The woman said Garner initially drove her to a nearby park, where the two talked. But in the early morning hours of May 9, he suggested they go to a different park, she told police.

He then drove her to Mallard Cove Park, south of Texas 10 and east of Loop 820 on the West Fork of the Trinity River, where he attempted to kiss her in the car and grab her breast.

The woman told police she told Garner to stop and threatened to call the police if he didn’t.

She said Garner then got out of the car, came to her passenger side door and grabbed and slammed her wrist on the console, causing her to drop her phone. He then pocketed her phone and told her calling police “would be a stupid thing to do,” according to the affidavit.

The woman told police that Garner then forced her to give him oral sex before making her walk with him into the park. She said he then raped her on a park bench, threatening that he would kill her and throw her into a nearby pond if she didn’t comply.

The victim told police the Garner later dropped her off at an intersection and ordered her not to tell anyone what happened.

The victim called a friend to come get her and later reported the rape to the Pantego police. Initially believing the sexual assault took place in Euless, the case was forwarded to a Euless police detective.

The victim was able to provide the Euless detective the suspect’s name and direct him to Garner’s Facebook page. The case was then forwarded to Fort Worth police after it was determined that the assault actually occurred in their jurisdiction.

Arrest warrant affidavits were not available on the other cases.

A history of mental detentions

Though he has no convictions in Tarrant County, Garner has had several run-ins with Fort Worth police through the years, the affidavit indicates.

In November 2011, he jumped out of a moving car and ran away after becoming upset that his mother would not let him use her cellphone. The mother told police her son has mental issues and was in the care of Child Protective Services.

In May 2013, he was detained on a mental application after officers responded to a report that he was off his medication, being violent and threatening to hurt himself.

Garner allegedly told responding officers that he was going to kill the president and blow up the police station with a pipe bomb. He told officers if they thought Boston was bad, evidently referring to the Boston Marathon bombing, “just watch what he will do,” the affidavit states.

“His mother said he was threatening to harm himself and shoot police officers. The suspect made several threats to shoot and kill myself and other officers before being transported to JPS Hospital,” one officer noted, according to the affidavit.

In November 2014, Garner was detained on a mental application again after allegedly threatening to kill his mother’s fiance. When picked up by police, he asked officers to kill him and stated that he just wanted to die, the affidavit states.

On Feb. 21, police confiscated a handgun from Garner’s car after responding to a report of shots fried.

Seven days later, on Feb. 28, Garner was picked up on an emergency mental detention after trying to take his teen sister without permission.

Garner had to be subdued and placed in handcuffs during the call.

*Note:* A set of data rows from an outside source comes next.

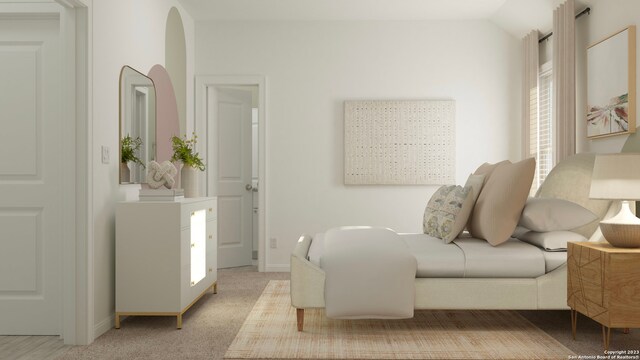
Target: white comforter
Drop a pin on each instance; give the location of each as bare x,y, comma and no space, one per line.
370,273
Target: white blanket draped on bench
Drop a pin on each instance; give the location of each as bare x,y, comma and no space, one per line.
370,274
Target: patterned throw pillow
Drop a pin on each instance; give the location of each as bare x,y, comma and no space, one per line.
447,212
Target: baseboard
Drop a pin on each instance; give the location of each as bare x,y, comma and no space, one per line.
278,268
104,326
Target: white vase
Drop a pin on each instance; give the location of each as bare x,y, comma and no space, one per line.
125,173
189,181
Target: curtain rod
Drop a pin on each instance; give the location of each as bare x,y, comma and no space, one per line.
586,11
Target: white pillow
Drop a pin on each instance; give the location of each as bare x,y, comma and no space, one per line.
551,240
551,214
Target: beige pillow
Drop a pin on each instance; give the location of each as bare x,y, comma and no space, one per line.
485,171
447,212
551,214
498,208
475,182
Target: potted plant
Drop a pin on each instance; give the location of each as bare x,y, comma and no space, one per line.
129,148
184,151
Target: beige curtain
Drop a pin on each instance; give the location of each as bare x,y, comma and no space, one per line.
564,80
529,92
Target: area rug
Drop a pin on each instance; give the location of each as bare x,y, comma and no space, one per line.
270,332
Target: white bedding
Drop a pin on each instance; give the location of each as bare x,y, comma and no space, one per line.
469,258
358,263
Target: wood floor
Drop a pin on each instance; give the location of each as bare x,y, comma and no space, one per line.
31,347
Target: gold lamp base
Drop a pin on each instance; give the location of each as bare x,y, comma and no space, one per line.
621,235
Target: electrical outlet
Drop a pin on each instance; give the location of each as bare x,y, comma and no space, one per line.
105,155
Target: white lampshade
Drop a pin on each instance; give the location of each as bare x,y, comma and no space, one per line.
616,177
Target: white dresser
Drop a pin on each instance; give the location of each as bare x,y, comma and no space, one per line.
166,256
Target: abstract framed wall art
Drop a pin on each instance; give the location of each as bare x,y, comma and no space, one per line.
611,85
399,142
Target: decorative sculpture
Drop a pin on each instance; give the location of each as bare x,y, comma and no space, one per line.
161,174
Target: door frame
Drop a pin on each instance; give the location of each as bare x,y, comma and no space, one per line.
75,18
203,83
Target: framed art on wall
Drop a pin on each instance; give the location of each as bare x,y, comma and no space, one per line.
611,85
399,142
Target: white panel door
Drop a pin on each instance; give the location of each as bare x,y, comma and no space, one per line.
231,174
30,178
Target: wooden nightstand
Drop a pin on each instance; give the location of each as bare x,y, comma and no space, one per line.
604,284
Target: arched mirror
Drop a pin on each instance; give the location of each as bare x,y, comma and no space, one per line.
137,125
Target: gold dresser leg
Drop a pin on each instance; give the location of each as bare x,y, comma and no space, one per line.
606,336
574,322
300,318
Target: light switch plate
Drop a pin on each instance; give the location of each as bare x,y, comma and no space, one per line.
105,154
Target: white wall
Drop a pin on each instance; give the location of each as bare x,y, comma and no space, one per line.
312,67
124,33
606,18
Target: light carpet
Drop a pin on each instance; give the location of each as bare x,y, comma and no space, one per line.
270,332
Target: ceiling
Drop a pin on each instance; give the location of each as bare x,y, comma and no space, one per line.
517,17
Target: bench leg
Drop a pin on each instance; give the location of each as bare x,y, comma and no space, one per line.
300,318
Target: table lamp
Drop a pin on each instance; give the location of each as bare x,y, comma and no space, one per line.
617,177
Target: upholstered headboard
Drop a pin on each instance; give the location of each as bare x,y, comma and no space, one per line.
571,180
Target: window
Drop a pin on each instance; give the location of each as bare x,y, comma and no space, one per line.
541,129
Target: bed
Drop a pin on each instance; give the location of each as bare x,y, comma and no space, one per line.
469,273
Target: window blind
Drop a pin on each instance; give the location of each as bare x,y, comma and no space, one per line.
541,130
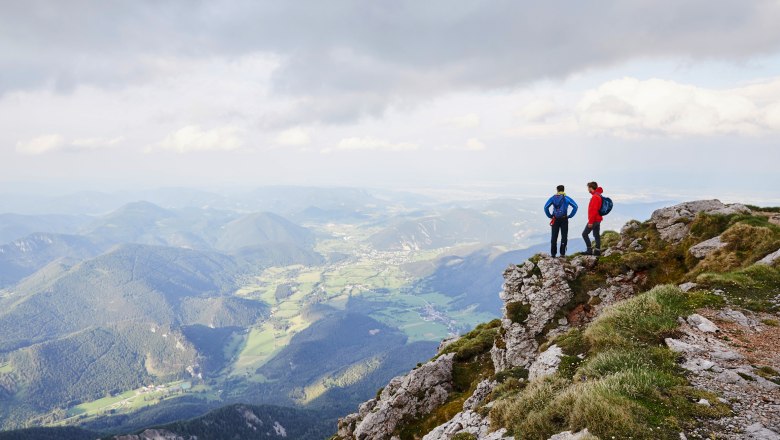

On the way to John Peter Smith Hospital in Fort Worth, he tried to hang himself with a seat belt of the patrol unit, the affidavit states.

Deanna Boyd: 817-390-7655, @deannaboyd

Online dating safety tips

▪ Always trust your instinct.

▪ Don’t take everything at face value — it’s easy to lie online.

▪ Meet in a public place.

▪ Tell a friend where you are going and with whom you are meeting.

▪ Do not accept a ride or reveal your home address.

▪ Have an exit plan and do not let yourself be talked into changing your plan.